Personal information
- Born: November 19, 1981 (age 44) Fort Lauderdale, Florida, U.S.
- Listed height: 5 ft 11 in (1.80 m)
- Listed weight: 183 lb (83 kg)

Career information
- High school: Jefferson County (Monticello, Florida)
- College: Cincinnati
- NFL draft: 2004: undrafted

Career history
- Baltimore Ravens (2004–2005); Hamburg Sea Devils (2005); Kansas City Chiefs (2006–2007); BC Lions (2007); Colorado Crush (2008);
- Stats at Pro Football Reference
- Stats at ArenaFan.com

= Zach Norton =

American football player (born 1981)

Zach K'reem Norton (born November 19, 1981) is an American former professional football player who was a defensive back for one season with the Baltimore Ravens of the National Football League (NFL). He played college football for ther Cincinnati Bearcats. He was also a member of the Hamburg Sea Devils, Kansas City Chiefs, BC Lions and Colorado Crush.

==Early life==
Norton attended Jefferson County High School in Monticello, Florida.

==Professional career==
Norton signed with the Baltimore Ravens on April 30, 2004 after going undrafted in the 2004 NFL draft. He was released by the Ravens on June 19, 2006.

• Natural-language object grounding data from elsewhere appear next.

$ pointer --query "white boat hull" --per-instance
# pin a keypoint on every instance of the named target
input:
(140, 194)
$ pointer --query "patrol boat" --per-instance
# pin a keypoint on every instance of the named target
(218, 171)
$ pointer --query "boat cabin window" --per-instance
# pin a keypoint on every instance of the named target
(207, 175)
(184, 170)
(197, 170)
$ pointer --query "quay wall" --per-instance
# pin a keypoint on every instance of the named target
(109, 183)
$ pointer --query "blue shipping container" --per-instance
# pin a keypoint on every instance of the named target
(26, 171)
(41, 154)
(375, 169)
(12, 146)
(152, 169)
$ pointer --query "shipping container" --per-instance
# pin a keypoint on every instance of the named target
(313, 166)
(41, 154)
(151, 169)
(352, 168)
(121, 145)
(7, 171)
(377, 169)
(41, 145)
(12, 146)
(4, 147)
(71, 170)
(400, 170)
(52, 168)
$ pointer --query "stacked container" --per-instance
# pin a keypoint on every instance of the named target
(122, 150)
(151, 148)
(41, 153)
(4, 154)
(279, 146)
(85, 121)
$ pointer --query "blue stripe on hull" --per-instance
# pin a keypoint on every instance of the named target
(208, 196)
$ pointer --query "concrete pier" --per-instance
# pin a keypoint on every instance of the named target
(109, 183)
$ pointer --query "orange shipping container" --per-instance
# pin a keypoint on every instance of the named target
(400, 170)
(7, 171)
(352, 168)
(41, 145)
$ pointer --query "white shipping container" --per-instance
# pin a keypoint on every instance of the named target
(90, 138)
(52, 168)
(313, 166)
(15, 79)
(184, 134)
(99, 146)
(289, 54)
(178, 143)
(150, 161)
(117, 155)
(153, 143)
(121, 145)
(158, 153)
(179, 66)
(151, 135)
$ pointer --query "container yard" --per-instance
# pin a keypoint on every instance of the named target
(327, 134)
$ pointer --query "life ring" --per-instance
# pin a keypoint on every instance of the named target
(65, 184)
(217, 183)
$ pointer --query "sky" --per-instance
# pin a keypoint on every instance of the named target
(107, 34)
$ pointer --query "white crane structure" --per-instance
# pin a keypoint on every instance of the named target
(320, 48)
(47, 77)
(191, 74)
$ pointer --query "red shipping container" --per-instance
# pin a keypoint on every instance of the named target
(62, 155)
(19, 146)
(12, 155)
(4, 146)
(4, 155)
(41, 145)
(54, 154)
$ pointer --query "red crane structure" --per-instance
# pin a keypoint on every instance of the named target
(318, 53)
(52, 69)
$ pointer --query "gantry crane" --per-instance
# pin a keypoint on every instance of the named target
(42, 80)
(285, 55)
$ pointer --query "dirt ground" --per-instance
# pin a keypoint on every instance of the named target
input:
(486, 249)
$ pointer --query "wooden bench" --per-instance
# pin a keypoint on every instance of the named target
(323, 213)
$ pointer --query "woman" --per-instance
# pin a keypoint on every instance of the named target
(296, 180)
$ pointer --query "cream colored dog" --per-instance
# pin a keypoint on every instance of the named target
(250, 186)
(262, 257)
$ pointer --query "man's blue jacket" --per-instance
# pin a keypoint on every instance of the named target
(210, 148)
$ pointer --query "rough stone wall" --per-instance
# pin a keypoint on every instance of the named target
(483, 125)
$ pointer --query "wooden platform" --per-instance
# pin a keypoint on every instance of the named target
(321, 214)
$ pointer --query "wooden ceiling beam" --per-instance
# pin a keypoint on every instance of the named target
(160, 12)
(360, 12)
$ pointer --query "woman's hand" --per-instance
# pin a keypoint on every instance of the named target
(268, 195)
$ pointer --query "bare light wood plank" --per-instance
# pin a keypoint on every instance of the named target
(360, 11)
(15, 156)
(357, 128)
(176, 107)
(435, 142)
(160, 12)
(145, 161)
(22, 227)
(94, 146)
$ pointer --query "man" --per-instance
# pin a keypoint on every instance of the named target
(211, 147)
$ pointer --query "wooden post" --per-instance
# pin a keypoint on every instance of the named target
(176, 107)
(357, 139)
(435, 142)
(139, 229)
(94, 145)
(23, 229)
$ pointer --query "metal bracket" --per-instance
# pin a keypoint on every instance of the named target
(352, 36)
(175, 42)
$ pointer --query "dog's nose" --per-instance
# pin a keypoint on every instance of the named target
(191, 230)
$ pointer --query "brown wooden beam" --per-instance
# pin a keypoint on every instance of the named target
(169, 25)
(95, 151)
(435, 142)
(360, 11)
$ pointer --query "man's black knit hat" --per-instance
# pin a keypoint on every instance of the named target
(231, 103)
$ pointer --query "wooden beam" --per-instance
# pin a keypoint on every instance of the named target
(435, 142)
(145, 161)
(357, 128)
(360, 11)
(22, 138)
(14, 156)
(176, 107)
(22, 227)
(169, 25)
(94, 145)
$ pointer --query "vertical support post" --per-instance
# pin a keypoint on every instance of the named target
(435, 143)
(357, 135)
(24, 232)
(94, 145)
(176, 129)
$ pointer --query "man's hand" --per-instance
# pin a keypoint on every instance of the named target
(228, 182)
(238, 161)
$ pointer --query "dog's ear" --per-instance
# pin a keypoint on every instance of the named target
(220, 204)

Norton spent the 2006 season with the Kansas City Chiefs. He signed a two-year contract with the team on February 12, 2007. He was released by the Chiefs in May 2007.

Norton was signed by the BC Lions on August 28, 2007. He was released by the Lions on October 2, 2007.

Norton spent the 2008 season with the Colorado Crush. He was released by the Crush on May 12, 2008.